As our practice develops, more of it seems devoted to lawyer-attended mediations, arbitrations and hybrids. When clients come to us with their counsel it is most often after the parties have experienced some litigation, and its attendant costs, delays and confrontations. They are either in the phase where the case has been pre-tried by the court and sits in the long queue for trial; or before the pre-trial conference itself. Occasionally, the case is in an earlier stage.
Why would litigation attorneys encourage or participate in mediation at any of these stages of litigation? It might seem to run counter to their own economic interest, and it involves relaxing some measure of control, something lawyers are loath to do. One reason is that some clients insist upon it, having heard from others that it may be an effective way of shortening what feels like an interminable process. Another is the wear and tear that increasing costs and the lack of any assured containment within the public court process imposes on lawyers and clients alike.

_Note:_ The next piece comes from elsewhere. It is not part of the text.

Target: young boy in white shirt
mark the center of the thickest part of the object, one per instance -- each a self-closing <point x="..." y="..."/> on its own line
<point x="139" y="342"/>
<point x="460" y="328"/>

But, we find that the most common reason is that every week, more lawyers are realizing that it works! The lawyers themselves realize that they do retain a good measure of influence in this process. They see and experience that the mediation is fairly run; that everyone has their “say”; and, that in the end, no one is forced to do anything. Counsel also realizes that it is better to be paid fully for a process that bring early closure, than to run up an often uncollectible bill from a client after a long trial. Clients in the end are happier, and thus, more inclined to refer new clients to the mediation-friendly lawyer.
Mediators who do not welcome litigation counsel are cutting off a valuable source of business. Lawyers who refuse to mediate are short-selling their clients. The meeting of the two is good for all, especially the clients.